Be good for all those screaming for revolution to look at those pictures and realize what it would bring for their family. War should always be the last resort, its a shame that the people in power rarely are faced with the reality of the consequences of their actions.


----------



## 9UC (Dec 21, 2012)

Brought back some memories, December 31, 1967 to December 28, 1968

*The soldier above all others Prays for peace, for it is the soldier who must suffer and bear the deepest wounds and scars of war. Douglas MacArthur*


----------



## inceptor (Nov 19, 2012)

The 1st war to be brought into our living rooms. This was also the worst our troops have ever been treated by our own.

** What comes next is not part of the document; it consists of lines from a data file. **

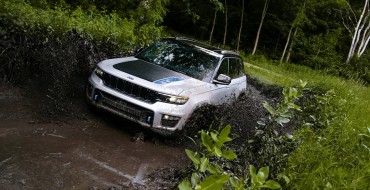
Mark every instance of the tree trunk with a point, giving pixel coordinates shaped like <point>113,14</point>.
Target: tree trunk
<point>286,44</point>
<point>213,26</point>
<point>362,31</point>
<point>260,26</point>
<point>291,45</point>
<point>241,26</point>
<point>226,19</point>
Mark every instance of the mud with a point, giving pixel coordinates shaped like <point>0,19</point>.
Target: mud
<point>43,148</point>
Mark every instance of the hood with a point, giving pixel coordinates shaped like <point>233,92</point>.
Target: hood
<point>150,72</point>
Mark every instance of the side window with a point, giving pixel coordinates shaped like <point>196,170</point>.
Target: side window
<point>236,68</point>
<point>224,68</point>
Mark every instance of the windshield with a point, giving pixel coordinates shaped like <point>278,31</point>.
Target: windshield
<point>181,58</point>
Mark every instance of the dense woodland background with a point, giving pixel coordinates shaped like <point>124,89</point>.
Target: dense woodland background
<point>314,33</point>
<point>324,42</point>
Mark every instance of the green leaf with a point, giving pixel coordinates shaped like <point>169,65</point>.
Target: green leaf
<point>185,185</point>
<point>293,92</point>
<point>214,182</point>
<point>252,171</point>
<point>294,106</point>
<point>271,184</point>
<point>218,152</point>
<point>229,154</point>
<point>262,174</point>
<point>214,169</point>
<point>193,157</point>
<point>206,140</point>
<point>194,179</point>
<point>286,178</point>
<point>214,137</point>
<point>224,135</point>
<point>234,182</point>
<point>282,120</point>
<point>204,164</point>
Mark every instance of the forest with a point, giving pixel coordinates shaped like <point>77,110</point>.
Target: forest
<point>322,44</point>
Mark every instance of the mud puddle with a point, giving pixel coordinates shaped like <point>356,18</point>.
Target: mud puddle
<point>89,153</point>
<point>97,151</point>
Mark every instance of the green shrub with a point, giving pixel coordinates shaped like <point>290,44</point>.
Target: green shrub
<point>331,151</point>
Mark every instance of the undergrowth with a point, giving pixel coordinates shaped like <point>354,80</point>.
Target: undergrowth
<point>332,151</point>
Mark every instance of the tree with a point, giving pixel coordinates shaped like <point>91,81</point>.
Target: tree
<point>226,19</point>
<point>360,33</point>
<point>299,19</point>
<point>241,26</point>
<point>265,7</point>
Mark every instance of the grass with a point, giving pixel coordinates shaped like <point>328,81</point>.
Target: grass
<point>333,157</point>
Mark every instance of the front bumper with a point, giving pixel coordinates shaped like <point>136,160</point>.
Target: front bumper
<point>147,114</point>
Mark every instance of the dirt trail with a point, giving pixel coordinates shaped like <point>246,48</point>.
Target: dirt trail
<point>95,151</point>
<point>77,154</point>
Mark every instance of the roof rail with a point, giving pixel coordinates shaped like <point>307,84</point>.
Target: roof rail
<point>210,47</point>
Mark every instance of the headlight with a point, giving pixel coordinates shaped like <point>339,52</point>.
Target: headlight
<point>180,100</point>
<point>99,72</point>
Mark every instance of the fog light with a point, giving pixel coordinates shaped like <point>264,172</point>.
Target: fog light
<point>169,121</point>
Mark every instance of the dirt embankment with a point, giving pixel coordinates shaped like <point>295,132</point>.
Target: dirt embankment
<point>43,148</point>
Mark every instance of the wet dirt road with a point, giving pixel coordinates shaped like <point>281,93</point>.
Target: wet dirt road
<point>92,152</point>
<point>97,151</point>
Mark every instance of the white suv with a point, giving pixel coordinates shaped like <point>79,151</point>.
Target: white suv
<point>162,85</point>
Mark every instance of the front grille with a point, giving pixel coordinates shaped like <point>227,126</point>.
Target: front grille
<point>127,109</point>
<point>129,88</point>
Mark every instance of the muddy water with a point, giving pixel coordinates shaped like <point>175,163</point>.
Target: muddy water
<point>78,154</point>
<point>88,150</point>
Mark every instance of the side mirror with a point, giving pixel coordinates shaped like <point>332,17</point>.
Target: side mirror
<point>222,79</point>
<point>137,50</point>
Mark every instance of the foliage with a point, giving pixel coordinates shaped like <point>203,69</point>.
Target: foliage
<point>271,143</point>
<point>212,160</point>
<point>330,152</point>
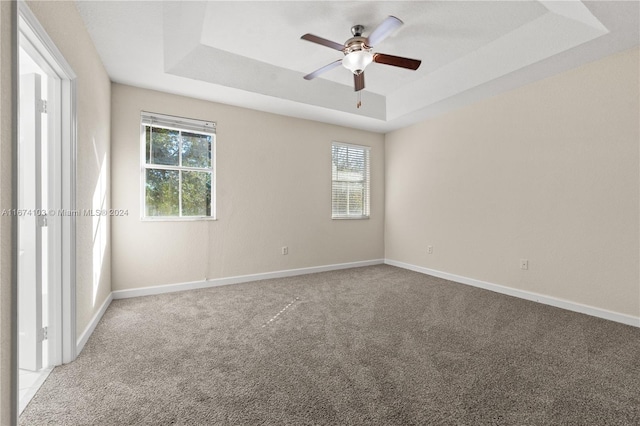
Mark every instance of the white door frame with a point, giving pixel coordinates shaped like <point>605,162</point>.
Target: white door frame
<point>62,203</point>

I tried to enlist at 17 but found out I was 4F for the draft. To those of you who did serve there, I'm glad you made it back. And thank you for your service. I am sorry for the way you were treated when you made it home. That was shameful.


----------



## rice paddy daddy (Jul 17, 2012)

I consider it a Blessing from God that He allowed me to go to Vietnam and return unharmed. I truly believe it made me a better person, and am grateful to have had the opportunity.


----------



## PaulS (Mar 11, 2013)

Thank you for your service. (that looks so hollow but it is a heartfelt emotion) Thank you.


----------



## rickkyw1720pf (Nov 17, 2012)

I was just getting out of high school when it ended I remember seeing a lot of those pictures. I remember all the songs that that era produced also.


----------



## Inor (Mar 22, 2013)

I was 8 when it ended. I remember spending the night at my grandma and grandpa's house on the day we abandon the embassy. It was the only time I ever saw my grandpa with tears in his eyes as we watched the evening news and it showed the helicopters leaving the embassy.


----------



## Meangreen (Dec 6, 2012)

Thank you for your service Rice Paddy Daddy and to all our vets. It is you we owe our freedom.


----------



## retired guard (Mar 7, 2013)

Thank You for your service. A prayer for those who didn't make it back alive.


----------